5. Uji Heteroskedastisitas ini digunakan untuk mengetahui ada atau tidaknya penyimpangan asumsi klasik, yaitu ketidak samaan varian dari residual untuk semua pengamatan model regresi, Supranto dan Limakrisna (2013). Metode heterokedastisitas yang digunakan dalan dalam penelitian ini adalah metode grafik yang terdiri pola plot. Jika plot menyebardi atas dan bahwa angka 0 pada sumbu
y serta dikiri dan kanan angka 0 pada sumbu x, maka tidak terjadi heterokedastisitas.

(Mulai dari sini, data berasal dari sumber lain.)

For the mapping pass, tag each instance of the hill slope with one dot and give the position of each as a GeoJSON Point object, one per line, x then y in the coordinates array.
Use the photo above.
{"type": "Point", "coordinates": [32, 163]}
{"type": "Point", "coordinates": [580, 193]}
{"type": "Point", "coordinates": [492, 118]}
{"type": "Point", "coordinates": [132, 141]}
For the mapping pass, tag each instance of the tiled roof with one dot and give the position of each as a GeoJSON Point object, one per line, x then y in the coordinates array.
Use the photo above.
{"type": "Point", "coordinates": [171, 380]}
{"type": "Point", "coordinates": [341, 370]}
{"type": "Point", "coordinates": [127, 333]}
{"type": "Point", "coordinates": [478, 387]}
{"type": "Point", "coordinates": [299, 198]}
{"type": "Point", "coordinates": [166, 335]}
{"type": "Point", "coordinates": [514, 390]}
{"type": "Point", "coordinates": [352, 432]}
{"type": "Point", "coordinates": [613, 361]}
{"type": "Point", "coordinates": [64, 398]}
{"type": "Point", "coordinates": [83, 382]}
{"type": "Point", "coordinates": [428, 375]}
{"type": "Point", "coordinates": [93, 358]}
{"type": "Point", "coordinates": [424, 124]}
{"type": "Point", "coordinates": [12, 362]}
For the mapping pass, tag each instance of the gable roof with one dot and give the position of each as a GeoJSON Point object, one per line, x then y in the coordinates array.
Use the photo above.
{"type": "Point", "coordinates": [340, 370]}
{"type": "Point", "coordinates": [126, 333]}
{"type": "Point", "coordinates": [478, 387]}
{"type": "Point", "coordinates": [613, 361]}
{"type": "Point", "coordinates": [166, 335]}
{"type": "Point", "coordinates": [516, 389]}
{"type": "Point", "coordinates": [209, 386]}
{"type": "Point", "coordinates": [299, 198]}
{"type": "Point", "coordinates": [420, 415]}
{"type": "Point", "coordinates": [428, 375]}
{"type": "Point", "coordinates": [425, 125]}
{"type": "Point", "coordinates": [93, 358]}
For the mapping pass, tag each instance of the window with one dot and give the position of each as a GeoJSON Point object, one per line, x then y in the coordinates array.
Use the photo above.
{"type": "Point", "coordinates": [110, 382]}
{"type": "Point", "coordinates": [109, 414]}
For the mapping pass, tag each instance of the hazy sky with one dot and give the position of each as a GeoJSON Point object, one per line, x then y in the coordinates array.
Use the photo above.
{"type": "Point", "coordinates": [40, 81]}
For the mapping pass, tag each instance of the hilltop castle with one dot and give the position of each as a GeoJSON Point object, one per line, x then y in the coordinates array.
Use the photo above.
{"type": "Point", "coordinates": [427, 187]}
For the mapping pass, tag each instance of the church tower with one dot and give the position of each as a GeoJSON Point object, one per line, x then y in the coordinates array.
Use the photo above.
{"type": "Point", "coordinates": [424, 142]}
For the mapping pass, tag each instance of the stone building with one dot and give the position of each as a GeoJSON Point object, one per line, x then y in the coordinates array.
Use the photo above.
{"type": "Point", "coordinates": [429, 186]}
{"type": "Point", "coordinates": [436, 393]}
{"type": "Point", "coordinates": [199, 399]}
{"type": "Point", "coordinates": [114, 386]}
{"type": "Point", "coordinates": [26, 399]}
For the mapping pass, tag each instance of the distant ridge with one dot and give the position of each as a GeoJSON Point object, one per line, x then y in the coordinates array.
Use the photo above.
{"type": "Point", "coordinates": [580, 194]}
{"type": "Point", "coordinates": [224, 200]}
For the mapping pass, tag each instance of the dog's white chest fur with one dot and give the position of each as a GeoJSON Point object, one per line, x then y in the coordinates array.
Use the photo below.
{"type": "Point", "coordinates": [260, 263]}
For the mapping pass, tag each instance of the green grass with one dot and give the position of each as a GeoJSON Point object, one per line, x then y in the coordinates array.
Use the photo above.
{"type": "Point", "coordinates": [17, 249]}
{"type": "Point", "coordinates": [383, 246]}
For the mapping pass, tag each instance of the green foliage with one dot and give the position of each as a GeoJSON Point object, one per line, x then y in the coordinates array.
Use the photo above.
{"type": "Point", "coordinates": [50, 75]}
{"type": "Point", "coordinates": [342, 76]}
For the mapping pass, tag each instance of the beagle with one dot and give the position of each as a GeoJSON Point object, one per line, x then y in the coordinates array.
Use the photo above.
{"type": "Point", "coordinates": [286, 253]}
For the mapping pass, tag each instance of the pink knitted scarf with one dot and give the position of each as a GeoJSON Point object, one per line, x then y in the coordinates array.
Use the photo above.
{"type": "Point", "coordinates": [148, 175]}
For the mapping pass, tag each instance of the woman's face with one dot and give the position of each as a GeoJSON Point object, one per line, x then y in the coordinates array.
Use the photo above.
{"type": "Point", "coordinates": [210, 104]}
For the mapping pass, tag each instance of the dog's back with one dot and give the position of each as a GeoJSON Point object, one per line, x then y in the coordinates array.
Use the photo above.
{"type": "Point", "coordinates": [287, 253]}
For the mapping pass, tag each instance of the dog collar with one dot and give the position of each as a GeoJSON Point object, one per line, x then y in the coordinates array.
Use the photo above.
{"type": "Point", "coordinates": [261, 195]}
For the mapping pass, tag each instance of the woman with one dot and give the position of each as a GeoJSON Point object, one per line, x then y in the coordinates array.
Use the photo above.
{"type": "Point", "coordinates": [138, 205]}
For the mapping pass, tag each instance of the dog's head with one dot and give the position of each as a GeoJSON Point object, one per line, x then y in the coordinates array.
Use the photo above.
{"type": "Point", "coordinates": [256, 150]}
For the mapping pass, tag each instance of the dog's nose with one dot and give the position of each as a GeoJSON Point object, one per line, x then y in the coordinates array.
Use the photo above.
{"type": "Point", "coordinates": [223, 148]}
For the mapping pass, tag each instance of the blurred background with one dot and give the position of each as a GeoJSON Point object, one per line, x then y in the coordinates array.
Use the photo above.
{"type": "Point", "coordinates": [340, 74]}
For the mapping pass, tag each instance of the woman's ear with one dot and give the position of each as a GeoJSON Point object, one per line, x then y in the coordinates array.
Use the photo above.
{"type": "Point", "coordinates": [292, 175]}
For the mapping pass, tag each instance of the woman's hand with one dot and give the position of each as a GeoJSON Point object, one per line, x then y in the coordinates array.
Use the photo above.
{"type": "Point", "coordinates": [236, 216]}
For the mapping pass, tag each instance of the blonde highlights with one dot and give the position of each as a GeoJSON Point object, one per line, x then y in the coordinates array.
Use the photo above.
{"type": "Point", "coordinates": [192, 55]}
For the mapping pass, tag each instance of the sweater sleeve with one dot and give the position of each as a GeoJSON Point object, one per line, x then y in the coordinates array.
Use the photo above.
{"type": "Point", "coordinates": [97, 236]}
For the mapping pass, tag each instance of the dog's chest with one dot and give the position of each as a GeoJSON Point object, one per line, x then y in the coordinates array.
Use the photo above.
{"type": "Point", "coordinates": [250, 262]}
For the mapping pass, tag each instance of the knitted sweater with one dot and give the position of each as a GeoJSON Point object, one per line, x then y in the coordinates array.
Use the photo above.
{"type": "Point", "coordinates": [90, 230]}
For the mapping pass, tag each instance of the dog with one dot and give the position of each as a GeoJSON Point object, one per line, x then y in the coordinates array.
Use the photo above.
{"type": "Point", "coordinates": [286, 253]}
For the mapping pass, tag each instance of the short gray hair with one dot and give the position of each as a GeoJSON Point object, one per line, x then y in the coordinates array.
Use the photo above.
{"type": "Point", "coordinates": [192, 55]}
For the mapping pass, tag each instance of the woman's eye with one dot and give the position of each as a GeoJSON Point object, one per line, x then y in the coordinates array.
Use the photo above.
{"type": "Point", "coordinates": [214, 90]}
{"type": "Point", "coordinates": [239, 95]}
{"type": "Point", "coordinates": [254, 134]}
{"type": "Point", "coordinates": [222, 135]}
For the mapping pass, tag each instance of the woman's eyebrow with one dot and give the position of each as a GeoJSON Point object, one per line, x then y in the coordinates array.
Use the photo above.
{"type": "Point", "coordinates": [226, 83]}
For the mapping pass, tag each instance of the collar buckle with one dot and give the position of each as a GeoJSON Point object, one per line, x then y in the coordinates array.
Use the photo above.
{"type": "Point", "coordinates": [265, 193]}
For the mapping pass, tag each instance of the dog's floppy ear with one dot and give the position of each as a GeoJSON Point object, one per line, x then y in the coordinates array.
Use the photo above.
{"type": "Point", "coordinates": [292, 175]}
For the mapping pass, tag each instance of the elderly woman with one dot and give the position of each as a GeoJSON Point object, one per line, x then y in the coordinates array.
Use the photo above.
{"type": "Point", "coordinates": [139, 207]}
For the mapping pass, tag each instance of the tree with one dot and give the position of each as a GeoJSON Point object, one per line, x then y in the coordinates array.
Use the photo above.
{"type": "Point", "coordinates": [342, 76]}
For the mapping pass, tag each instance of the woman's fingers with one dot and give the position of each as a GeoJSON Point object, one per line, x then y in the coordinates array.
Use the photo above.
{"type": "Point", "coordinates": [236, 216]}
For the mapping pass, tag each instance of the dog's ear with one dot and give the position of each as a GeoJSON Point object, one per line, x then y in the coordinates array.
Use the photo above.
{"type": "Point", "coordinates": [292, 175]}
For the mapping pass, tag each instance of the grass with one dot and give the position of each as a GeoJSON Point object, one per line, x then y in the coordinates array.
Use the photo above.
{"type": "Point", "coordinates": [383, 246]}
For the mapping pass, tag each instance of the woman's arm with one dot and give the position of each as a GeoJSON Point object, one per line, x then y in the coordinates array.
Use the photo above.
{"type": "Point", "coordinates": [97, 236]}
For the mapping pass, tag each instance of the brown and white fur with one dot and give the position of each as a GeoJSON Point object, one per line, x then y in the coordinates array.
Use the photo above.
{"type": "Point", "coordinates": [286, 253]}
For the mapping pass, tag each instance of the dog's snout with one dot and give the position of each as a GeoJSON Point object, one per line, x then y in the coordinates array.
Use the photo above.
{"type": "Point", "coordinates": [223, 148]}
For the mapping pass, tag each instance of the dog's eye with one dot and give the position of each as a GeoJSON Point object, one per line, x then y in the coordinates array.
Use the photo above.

6. Uji Multikolinearitas ini digunakan untuk menganalisis apakah variabel independen saling berhubungan atau tidak, Supranto dan Limakrisna (2013). Adapun yang harus dipenuhi dalam model regresi adalah tidak adanya multikolinearitas. Ada beberapa metode pengujian yang bisa digunakan diantaranya yaitu dapat dilihiat dari nilai Variance Inflation Factor. Jika nili VIF dibawah angka 10 atau memiliki toleransi diatas 0,1 , maka dapat dikatakan tidak terjadi masalah multikolinearitas.
G.
Uji Regresi Berganda
Analisis ini berhubungan secara linear antara dua atau lebih variabel independen (X1, X2, …Xn) dengan variabel dependen (Y). Analisis ini untuk mengetahui arah hubungan anatar variavel independen dengan variabel dependen berhubungan positif atau negative untuk memprediksi nilai dari variabel dependen apabila nilai independen mengalami kenaikan atau penurunan. Adapun contoh persamaan regresi berganda sebagai berikut :
Y=a+b1X1+b2X2+e Dimana :
Y : Produktifitas kerja karyawan ACC X1 : Beban kerja
a : Bilangan Konstanta e : Residual
A. Uji F
Uji F ini digunakan untuk mengetahui pengaruh variael bebas secara bersama-sama (simultan) terhadap variabel terikat. Signifikan berarti hubungan terjadi dapat berlaku untuk populasi. Penggunaan tingkat signifikannya beragam, tergantung keinginan penelitian, yaitu 0,01 (1%) ; 0,05 (5%) ; dan 0,10 (10%). Hasil uji F dilihat dalam table ANOVA dalam kolom signifikan. Sebagai contoh, kita menggunakan taraf signifikansi 5% (0,05), jika nilai probabilitas < 0,05 maka dapat dikatakan terdapat pengaruh yang signifikan secara bersama-sama antara variabel bebas terhadap variabel terikat. Namun, jika nilai signifikansi >0,05 maka tidak terdapat pengaruh yang signifikan secara bersama-sama antara variabel bebas terhadap variabel terikat.
B. Uji t
Uji t digunakan untuk menguji secara parsial masing-masing variabel. Hasil uji t dapat dilihat table coefficients pada kolom significance. Jika probabilitas nilai t atau signifikansi <0,05, maka dapat dinyatakan bahwa terdapat pengaruh variabel bebas terhadap variabel terikat secara parsial. Namun, jika probabilitas nilai t atau signifikansi >0,05, maka dapat dikatan bahwa tidak terdapat pengaruh yang signifikan antara masing-masing variabel bebas terhadap variabel terkait.